Schließlich gibt es noch eine Erkenntnis aus dem Projekt des Robert Bosch Institutes:
Der Anreiz, eine Stelle zu wählen, betrifft nicht nur die monetäre Vergütung, sondern auch die Attraktivität des Standortes durch verantwortungsvolle Aufgaben und Weiterbildungsmöglichkeiten.
Krankenhäuser und Pflegeeinrichtungen können also viel an Attraktivität gewinnen, wenn sie die strukturellen Weichen für eine Anerkennung und reibungslose Kommunikation mit akademisch geschultem Personal stellen.
Fazit
Die Akademisierung der Pflege bringt eine bedeutende Kompetenzerweiterung für Pflegefachpersonen mit sich. Neue Berufsfelder wie Advanced Nursing Practice schaffen Verantwortlichkeiten, die sonst eher den Ärzt:innen vorbehalten waren. Um diese Transformation in einem Krankenhaus oder einer Pflegeeinrichtung reibungslos zu etablieren, benötigt es eine große Dialogbereitschaft der beschäftigten Pflegefachkräfte und Ärzt:innen. Eine Unterstützung kann dabei ein Mentor oder eine Mentorin sein.

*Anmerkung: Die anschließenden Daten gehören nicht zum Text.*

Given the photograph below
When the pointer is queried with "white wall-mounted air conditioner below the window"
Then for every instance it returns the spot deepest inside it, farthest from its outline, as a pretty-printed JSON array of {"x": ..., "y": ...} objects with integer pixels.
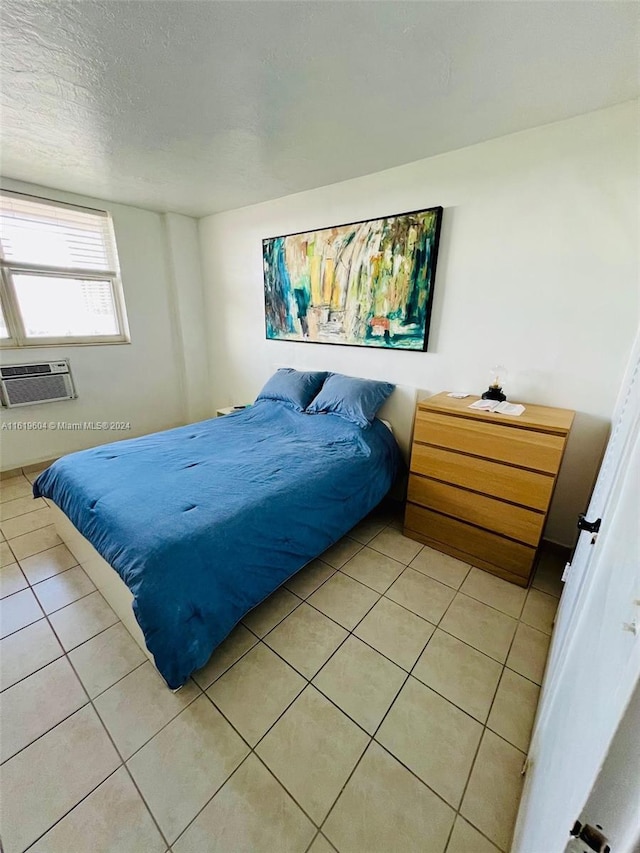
[{"x": 42, "y": 382}]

In jedem Fall sollte sich ein Unternehmen beraten lassen, damit diese Veränderung strukturell verankert und kulturell akzeptiert wird. Indem mit einer offenen Unternehmensführung flache Hierarchien etabliert werden, kann auch die Bindung der Mitarbeitenden gestärkt werden.
Im besten Fall kann die Akademisierung der Pflege eine Verbesserung der Versorgungsqualität und der Arbeitsbedingungen bewirken. Darüber hinaus werden in diesem Transformationsprozess auch Stellen für die dringend benötigte Digitalisierung möglich. Eine Zukunftsvision, die das Gesundheitswesen sehr bereichern und die dringend benötigten Fachkräfte mobilisieren kann. Ähnlich verhält es sich mit ausländischen Fachkräften, die möglicherweise auf eine selbstverständliche Akademisierung zurückgreifen und in Deutschland die möglichen Arbeitsplätze suchen.
Für diese Prozesse kann ein Unternehmen von der Expertise einer Personalberatung sehr profitieren. Denn sowohl in der Auswahl der Bewerber:innen als auch in der Schärfung der Arbeitsstellen kann auf ein großes Netzwerk und eine lange Erfahrung zurückgegriffen werden.